Buchanan weaves the stories with intrigue and suspense, sometimes leaving visitors wondering where facts become fiction. But it’s all in the name of education and, of course, entertainment.
While visitors won’t necessarily experience any eerie sensations on the tour, Buchanan’s encyclopaedic knowledge of the site’s chequered past is something to behold.
He says promoting public interest gives old buildings another chance to be relevant.
“The old quarantine station was a wasted asset, at risk of falling into disrepair, but now more people will see and appreciate it, and learn about it’s fascinating role in Australia’s history.”
In Sorrento, former AFL player Russell Morris is also championing the history of the area.
Morris, a Sorrento visitor for many years, started history walking tours with a less dark flavour after being “taken” by the sights and background of the scenic town.

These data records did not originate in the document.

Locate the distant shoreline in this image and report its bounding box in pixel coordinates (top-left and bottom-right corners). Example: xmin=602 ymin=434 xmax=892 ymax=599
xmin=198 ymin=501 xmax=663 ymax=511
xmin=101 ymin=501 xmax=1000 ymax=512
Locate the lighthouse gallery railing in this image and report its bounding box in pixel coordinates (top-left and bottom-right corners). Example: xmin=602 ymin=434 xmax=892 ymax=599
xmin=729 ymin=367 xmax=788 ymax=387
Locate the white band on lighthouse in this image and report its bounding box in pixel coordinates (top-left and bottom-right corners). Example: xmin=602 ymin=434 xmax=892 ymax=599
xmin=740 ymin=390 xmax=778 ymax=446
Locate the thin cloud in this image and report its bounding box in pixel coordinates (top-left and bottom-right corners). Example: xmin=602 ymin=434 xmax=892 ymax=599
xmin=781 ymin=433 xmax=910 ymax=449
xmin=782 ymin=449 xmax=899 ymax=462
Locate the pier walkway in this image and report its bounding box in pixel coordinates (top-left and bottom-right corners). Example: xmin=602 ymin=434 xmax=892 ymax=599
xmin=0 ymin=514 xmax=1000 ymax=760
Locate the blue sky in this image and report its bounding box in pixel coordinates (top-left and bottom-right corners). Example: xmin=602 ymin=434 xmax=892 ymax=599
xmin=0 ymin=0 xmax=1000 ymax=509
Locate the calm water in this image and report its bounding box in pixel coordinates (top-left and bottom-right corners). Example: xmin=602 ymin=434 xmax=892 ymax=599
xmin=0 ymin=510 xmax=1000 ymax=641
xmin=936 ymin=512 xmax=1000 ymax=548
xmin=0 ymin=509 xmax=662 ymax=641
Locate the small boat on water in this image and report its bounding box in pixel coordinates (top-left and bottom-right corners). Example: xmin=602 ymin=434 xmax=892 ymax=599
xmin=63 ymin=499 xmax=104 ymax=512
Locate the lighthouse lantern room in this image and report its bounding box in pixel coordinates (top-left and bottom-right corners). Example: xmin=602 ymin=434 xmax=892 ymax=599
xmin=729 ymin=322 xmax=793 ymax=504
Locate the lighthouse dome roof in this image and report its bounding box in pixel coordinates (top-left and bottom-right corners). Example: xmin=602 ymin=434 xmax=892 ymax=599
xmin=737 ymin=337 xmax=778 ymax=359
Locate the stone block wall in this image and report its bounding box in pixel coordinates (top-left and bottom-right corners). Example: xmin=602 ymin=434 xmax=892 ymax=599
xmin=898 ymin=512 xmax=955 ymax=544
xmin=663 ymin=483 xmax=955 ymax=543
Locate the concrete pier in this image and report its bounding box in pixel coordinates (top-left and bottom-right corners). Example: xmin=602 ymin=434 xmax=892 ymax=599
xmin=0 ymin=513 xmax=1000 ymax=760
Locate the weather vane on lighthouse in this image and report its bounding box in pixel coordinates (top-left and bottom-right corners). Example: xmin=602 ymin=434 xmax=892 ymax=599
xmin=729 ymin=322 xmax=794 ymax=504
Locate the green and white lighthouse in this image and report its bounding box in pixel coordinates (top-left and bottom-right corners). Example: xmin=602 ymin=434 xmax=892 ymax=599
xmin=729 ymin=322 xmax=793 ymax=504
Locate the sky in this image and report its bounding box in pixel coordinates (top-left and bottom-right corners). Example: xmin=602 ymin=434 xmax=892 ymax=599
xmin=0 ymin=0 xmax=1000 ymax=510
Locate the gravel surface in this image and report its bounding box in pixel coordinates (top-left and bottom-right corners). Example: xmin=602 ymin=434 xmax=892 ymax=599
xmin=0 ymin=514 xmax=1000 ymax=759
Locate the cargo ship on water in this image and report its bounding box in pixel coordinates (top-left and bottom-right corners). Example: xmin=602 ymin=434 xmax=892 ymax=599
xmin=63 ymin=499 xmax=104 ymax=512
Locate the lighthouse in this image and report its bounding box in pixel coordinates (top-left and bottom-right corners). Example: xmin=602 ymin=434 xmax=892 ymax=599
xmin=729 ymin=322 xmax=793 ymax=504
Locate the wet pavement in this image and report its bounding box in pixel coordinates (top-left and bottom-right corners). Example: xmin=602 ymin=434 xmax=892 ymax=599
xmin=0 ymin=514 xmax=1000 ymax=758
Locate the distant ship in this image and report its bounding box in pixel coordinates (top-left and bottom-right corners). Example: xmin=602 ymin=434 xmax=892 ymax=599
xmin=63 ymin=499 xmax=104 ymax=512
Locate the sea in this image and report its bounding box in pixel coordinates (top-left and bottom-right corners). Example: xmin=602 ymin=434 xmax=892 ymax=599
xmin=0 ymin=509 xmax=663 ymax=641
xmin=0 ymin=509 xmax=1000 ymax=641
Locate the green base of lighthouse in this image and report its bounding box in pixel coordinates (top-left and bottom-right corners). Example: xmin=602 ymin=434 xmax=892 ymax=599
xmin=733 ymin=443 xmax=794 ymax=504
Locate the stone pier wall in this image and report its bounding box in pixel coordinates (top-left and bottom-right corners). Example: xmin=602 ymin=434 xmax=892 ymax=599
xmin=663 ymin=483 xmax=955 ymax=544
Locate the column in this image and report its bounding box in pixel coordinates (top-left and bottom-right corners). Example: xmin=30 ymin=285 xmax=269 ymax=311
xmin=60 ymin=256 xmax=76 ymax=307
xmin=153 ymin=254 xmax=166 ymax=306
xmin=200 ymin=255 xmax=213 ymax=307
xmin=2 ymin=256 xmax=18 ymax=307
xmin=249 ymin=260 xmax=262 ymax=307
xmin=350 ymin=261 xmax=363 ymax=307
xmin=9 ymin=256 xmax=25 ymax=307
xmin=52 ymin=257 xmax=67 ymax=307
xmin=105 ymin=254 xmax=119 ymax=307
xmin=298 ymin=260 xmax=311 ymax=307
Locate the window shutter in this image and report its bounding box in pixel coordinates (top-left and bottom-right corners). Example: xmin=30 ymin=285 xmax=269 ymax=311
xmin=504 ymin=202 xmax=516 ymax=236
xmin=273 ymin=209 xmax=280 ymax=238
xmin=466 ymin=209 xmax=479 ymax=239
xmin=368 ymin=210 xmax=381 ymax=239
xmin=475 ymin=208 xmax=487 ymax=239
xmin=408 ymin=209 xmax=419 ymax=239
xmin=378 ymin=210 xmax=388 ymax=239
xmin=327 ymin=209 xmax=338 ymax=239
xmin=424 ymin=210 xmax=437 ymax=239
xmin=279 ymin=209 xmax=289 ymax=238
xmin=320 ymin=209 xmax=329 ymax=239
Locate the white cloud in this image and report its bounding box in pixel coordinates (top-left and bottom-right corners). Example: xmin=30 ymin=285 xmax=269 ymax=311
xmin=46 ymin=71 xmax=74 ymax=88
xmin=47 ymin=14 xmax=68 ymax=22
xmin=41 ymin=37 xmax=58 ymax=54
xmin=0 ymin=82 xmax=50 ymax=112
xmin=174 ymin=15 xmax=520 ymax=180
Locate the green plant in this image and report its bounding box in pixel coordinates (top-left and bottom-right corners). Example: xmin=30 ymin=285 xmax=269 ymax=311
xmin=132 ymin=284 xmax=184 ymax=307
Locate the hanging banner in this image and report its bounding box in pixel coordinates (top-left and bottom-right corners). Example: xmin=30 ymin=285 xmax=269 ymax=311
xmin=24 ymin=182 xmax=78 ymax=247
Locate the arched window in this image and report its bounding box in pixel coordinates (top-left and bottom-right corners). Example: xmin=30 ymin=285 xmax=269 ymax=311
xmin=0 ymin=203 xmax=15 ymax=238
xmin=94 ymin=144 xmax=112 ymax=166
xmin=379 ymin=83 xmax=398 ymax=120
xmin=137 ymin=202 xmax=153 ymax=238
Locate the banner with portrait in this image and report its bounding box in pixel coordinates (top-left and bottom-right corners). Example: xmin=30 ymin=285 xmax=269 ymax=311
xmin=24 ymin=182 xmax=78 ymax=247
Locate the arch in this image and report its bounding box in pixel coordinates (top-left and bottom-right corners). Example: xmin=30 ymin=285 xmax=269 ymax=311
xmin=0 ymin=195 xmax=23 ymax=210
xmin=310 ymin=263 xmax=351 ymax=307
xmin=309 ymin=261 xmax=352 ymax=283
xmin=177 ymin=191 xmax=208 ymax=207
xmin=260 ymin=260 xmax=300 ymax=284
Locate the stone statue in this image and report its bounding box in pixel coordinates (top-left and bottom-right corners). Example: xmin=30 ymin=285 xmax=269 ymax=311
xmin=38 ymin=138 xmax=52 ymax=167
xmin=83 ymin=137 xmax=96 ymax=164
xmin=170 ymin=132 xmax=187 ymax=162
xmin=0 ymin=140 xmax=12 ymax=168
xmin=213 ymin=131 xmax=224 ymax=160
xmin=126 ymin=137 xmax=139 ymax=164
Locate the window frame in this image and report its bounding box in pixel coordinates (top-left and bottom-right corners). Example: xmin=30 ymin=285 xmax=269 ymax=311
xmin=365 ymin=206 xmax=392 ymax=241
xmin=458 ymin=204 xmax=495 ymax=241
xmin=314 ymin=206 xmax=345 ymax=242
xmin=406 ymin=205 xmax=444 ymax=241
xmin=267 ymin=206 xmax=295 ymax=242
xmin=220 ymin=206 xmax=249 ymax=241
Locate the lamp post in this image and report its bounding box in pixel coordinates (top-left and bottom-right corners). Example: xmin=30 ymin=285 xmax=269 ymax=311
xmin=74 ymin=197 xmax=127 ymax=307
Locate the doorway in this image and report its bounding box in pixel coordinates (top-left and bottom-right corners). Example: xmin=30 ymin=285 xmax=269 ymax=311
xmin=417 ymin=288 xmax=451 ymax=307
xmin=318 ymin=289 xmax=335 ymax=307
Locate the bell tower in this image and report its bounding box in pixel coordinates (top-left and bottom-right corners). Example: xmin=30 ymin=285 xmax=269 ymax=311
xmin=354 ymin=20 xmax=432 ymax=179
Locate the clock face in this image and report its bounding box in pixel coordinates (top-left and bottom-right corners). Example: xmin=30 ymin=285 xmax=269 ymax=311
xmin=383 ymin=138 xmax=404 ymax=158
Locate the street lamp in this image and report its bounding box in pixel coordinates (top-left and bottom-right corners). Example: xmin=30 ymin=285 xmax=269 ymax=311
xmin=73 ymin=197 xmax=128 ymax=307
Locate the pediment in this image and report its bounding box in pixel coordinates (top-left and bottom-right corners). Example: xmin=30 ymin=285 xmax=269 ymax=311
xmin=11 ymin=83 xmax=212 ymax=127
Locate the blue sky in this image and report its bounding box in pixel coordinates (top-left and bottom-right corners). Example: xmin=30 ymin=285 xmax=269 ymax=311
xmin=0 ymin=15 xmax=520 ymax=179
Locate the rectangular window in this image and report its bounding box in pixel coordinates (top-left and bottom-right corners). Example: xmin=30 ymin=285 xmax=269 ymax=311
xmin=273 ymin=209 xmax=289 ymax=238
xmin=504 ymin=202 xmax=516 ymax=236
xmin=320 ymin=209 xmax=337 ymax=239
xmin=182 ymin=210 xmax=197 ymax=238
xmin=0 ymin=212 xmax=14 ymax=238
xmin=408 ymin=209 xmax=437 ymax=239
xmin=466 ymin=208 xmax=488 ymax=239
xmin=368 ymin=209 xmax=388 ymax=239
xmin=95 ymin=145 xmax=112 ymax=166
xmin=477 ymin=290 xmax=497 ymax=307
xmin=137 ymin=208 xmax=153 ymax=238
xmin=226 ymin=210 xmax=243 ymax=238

“I just love the stories about the buildings, the stories about the people and the things that went on here – I really wanted other people to enjoy it,” he said.
“I love being able to share that with visitors, to walk around with them and show them another side to Sorrento.
“It took me a while to do the research for Sorrento Walks, and I’ve spoken at length to people who know the history, so I can give that insight and make it interesting.”
Morris launched his tours in October, coinciding with 220 years since the HMAS Calcutta sailed into Port Phillip and Lieutenant Governor David Collins set up camp. Among his cargo were 299 male convicts, 16 convicts’ wives, some children of convicts, and 50 Royal Marines and the civil staff.
“I really couldn’t find anything like this when I had the idea of a tour, and I wanted to be able to showcase this wonderful area and its history,” he said. “There is so much more to Sorrento than people realise.”